Neste momento deverão indicar o ficheiro que descarregaram no Passo 2. Este ficheiro, em formato bin, irá modificar o firmware do vosso NSLU2 por isso após a actualização estar concluída não terão mais acesso à consola de gestão da Linksys pois acabaram de instar um novo sistema operativo: OpeNSLU2G, ligeiramente modificado pelo autor do Meteohub. A actualização demora aproximadamente 5 minutos a terminar. No fim da actualização irão ouvir uma serie de bips enquanto o NSLU2 se reinicializa
NOTA IMPORTANTE: Este é provavelmente o passo mais crucial de todo o processo. Devem garantir que não há quebra de ligação na rede nem cortes de energia durante esta actualização. Com qualquer falha neste passo poderão ficar com o vosso NSLU2 inoperacional.
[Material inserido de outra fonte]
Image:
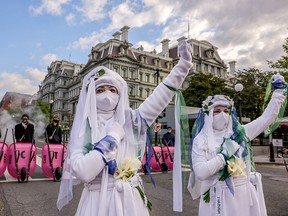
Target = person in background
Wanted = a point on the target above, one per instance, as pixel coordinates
(53, 132)
(168, 138)
(24, 131)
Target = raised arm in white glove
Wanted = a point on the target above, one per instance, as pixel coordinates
(161, 95)
(109, 144)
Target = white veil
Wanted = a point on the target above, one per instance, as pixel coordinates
(85, 126)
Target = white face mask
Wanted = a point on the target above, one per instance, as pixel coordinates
(107, 101)
(220, 121)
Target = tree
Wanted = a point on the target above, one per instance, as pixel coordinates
(254, 82)
(202, 85)
(282, 63)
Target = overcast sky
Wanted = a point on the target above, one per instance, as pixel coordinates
(34, 33)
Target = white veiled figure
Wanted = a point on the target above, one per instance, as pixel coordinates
(209, 158)
(103, 194)
(86, 129)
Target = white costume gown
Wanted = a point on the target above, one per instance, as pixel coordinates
(248, 197)
(121, 198)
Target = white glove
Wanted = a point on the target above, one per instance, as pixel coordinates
(278, 82)
(229, 147)
(116, 131)
(108, 147)
(185, 51)
(277, 76)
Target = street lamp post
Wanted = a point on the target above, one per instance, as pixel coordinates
(51, 104)
(157, 74)
(238, 88)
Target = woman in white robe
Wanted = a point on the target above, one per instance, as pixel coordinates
(219, 139)
(105, 132)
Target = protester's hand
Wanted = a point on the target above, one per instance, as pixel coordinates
(278, 82)
(229, 148)
(116, 131)
(108, 147)
(185, 51)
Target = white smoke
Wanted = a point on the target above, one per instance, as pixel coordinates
(7, 123)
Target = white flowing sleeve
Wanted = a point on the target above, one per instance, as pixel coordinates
(161, 96)
(203, 167)
(254, 128)
(86, 167)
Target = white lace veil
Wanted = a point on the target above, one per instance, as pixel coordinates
(85, 126)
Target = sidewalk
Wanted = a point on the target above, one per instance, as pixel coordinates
(265, 159)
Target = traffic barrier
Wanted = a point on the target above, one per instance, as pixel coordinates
(22, 160)
(53, 156)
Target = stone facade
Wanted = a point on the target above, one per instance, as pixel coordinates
(138, 67)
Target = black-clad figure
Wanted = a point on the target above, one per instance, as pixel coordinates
(24, 131)
(53, 131)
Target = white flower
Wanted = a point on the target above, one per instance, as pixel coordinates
(127, 168)
(236, 167)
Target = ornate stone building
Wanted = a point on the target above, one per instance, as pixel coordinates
(141, 69)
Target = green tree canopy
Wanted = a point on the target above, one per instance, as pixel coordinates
(254, 82)
(282, 63)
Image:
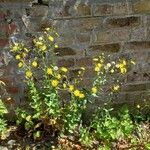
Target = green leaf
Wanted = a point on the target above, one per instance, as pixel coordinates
(28, 118)
(37, 134)
(147, 146)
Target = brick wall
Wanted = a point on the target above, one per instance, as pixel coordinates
(86, 28)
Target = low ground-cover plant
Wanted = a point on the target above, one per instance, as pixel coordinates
(46, 114)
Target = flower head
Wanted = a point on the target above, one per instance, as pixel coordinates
(64, 69)
(34, 64)
(51, 38)
(71, 88)
(18, 57)
(76, 93)
(49, 71)
(94, 90)
(54, 83)
(28, 74)
(116, 87)
(20, 64)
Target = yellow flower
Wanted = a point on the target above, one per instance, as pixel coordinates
(54, 83)
(18, 57)
(71, 88)
(34, 64)
(94, 90)
(81, 95)
(58, 76)
(64, 69)
(116, 87)
(56, 46)
(76, 93)
(51, 38)
(49, 71)
(20, 64)
(28, 74)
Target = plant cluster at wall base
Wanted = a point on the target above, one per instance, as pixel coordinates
(59, 124)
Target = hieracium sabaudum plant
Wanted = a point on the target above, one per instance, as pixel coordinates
(46, 112)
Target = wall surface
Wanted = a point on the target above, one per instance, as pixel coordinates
(86, 28)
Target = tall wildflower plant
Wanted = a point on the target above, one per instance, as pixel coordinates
(44, 80)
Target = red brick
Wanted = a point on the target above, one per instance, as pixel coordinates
(10, 28)
(141, 6)
(66, 62)
(13, 89)
(3, 42)
(106, 47)
(86, 61)
(66, 51)
(83, 10)
(122, 22)
(103, 9)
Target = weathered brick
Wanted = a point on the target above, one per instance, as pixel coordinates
(122, 22)
(110, 36)
(66, 51)
(138, 34)
(13, 89)
(138, 45)
(66, 62)
(134, 77)
(3, 42)
(73, 73)
(38, 11)
(85, 83)
(85, 61)
(102, 9)
(106, 47)
(122, 8)
(83, 37)
(15, 1)
(83, 10)
(139, 86)
(141, 6)
(86, 24)
(88, 73)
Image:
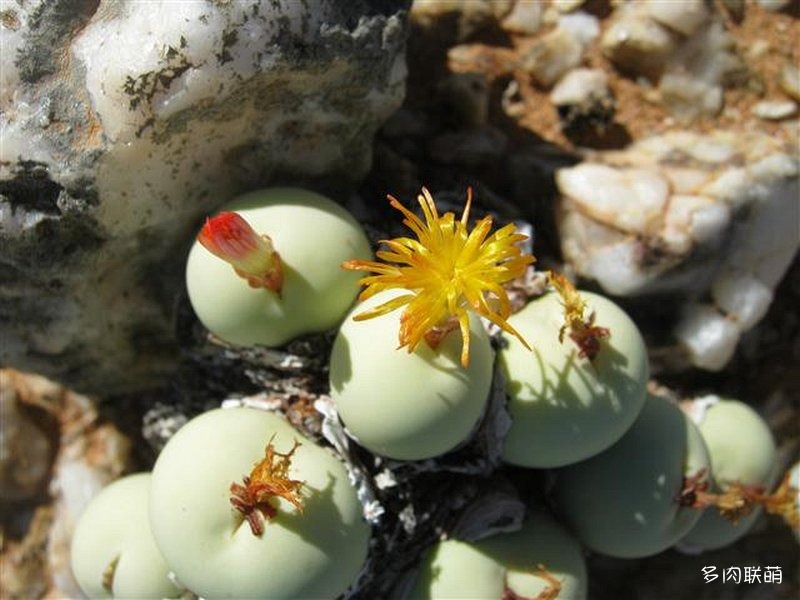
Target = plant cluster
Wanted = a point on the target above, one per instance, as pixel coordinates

*Passo 4* - Cópia e extracção da programa NLSU para a Pen de 2GB. Neste passo o NSLU2 já com o novo firmware irá extrair e copiar automaticamente o ficheiro que descarregaram no ponto 1). Para isso devem:
  a) copiar para a PEN Temporária, ou seja, a que irão utilizar temporariamente só durante a instalação, o ficheiro RAR descarregado no ponto 1. 
	b) desligar o NLSU carregando no botão de desligar e remover tudo o que tenham ligado ao NSLU2
	c) Ligar a Pen Temporária a uma das ranhuras USB do NSLU2
	d) Ligar o NSLU2, esperar cerca de 20 segundos até que as luzes amarelas dos LEDs desapareçam. Quando a LED "Disk 2" começar a piscar lentamente devem colocar o Pen de 2GB. Se após colocar a PEN de 2GB a Led "Disk 2" começar a piscar rapidamente é bom sinal, pois significa que o NSLU2 está a efectuar a cópia da Pen Temporária para a Pen de 2GB. O processo de cópia deverá demorar cerca de 20 minutos por isso está na altura de ir tomar um café 
Mais uma vez recordo que isto não é uma vulgar cópia como fazemos no Windows só este método funciona. 
Assim que a cópia terminar o NSLU2 desliga-se automaticamente.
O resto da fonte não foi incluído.